For information, if you path has constant track, it's called a rhumb line.

[Not Myself]

Some orbits can hover over an area but they make figure 8s; they can't stay over a longitude. See Tundra orbit

Yes, I guess they couldn't stay over the same longitude.  The beginning of the idea, but I failed to think it all the way through 

This happens automatically when geostationary satellites run out of stationkeeping fuel. Perturbations from the sun and moon cause the inclination to slowly increase to a maximum and then decrease again. They also tend to migrate east or west to one of several "gravity wells" at specific longitudes due to the earth's lumpy gravity field.

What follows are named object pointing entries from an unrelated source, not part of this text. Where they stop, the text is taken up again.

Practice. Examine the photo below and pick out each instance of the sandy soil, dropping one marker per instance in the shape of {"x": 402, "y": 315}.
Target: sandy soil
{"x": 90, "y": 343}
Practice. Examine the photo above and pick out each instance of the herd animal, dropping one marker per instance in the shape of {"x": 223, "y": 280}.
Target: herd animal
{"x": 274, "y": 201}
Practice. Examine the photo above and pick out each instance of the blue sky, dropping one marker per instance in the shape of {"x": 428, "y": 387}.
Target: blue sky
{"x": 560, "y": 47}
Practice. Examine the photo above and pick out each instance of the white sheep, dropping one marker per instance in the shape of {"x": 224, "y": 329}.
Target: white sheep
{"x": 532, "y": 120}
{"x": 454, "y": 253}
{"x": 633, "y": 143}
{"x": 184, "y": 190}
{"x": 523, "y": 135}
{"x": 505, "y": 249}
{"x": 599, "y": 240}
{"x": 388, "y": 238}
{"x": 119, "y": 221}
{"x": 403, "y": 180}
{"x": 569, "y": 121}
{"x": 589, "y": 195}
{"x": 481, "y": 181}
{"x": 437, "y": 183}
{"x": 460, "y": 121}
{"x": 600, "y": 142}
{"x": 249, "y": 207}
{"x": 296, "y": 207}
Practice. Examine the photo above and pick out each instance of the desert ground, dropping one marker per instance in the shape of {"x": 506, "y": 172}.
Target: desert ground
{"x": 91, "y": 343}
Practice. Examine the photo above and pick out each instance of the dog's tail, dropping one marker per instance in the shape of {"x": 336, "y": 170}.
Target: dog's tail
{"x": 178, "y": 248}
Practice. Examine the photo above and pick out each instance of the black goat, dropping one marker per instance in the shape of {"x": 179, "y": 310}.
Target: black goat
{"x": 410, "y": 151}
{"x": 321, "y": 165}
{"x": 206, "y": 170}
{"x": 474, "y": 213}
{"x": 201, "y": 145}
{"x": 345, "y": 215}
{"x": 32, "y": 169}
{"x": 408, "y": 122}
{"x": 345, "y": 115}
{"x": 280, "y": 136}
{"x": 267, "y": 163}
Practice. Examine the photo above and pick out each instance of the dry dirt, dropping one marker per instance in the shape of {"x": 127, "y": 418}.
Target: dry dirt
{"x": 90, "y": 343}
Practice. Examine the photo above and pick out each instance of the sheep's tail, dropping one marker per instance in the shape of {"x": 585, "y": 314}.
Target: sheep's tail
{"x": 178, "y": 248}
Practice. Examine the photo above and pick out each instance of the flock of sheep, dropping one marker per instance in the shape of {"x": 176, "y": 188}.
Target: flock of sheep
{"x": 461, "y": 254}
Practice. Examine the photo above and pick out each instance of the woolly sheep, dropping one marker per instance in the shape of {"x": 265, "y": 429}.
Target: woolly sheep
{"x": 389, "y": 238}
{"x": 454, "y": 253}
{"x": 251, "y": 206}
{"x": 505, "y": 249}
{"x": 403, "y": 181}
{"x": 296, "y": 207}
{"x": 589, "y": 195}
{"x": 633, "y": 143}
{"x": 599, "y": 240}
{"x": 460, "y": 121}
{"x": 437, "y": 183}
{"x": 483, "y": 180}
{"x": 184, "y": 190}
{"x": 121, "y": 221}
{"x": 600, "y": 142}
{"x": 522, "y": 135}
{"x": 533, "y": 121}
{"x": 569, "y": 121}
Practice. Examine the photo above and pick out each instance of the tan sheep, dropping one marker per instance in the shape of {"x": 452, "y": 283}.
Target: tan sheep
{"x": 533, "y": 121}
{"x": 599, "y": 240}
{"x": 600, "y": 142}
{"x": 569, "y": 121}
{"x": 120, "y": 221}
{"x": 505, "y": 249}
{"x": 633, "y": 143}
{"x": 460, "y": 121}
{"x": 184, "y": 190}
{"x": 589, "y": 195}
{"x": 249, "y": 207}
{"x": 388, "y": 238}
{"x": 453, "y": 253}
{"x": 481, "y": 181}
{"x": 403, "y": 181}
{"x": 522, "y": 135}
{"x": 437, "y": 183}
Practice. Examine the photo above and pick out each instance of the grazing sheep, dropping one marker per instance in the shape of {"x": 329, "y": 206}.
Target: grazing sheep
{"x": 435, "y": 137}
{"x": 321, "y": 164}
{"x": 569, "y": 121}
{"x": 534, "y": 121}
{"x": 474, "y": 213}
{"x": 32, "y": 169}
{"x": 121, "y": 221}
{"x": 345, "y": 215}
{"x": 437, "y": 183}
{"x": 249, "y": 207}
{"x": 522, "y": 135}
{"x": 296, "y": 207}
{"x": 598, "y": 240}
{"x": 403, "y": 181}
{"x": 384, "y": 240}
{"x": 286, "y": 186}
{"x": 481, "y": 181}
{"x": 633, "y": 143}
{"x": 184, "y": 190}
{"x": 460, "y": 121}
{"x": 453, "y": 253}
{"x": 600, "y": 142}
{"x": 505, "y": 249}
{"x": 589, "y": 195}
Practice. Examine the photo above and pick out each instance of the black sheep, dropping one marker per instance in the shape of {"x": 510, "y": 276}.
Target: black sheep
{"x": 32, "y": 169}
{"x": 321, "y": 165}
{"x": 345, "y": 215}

These old satellites are often available cheap to those who can use them because they're pretty much useless for direct broadcasting or other applications with large numbers of mechanically fixed antennas. Broadcasters doing point-to-point feeds usually have antennas that can track, so they can use them. I believe Qualcomm's Omnitracs system makes use of such satellites because their truck antenna patterns are broad enough in elevation to cover the entire orbital path.

Would these be omnidirectional?  Or is the system for keeping them oriented separate from the system for keeping them in a particular orbit?

Another use of old satellites in inclined orbits is to provide polar coverage. The geostationary arc can't be seen at all from the poles, but a satellite in an inclined orbit may rise above the horizon for a few hours every day. This is how the South Pole Station has gotten its Internet connection for quite a few years now; for a long time they used TDRSS-1, the original one launched on STS-6 I think,  plus a couple of old Air Force experimental satellites. They didn't have 24 hour coverage, nor was it terribly fast, but it was better than nothing. When the Internet was young, before it was walled off by firewalls, I often demonstrated pinging spole.gov to visitors, most of whom had never seen the Internet before.

So you used their limited bandwidth on a ping   Pretty cool though.  But maybe not quite as cool as the other end of the ping.

[Not Myself]

I actually chose Sirius because of this; I like to patronize companies with clever new ideas.

Bugger, I can't remember what satellite radio service I had in my car when I lived in North America (and when I had a car).  I seem to recall that there were two main services - was this one of them?  (Maybe there are more than two now?)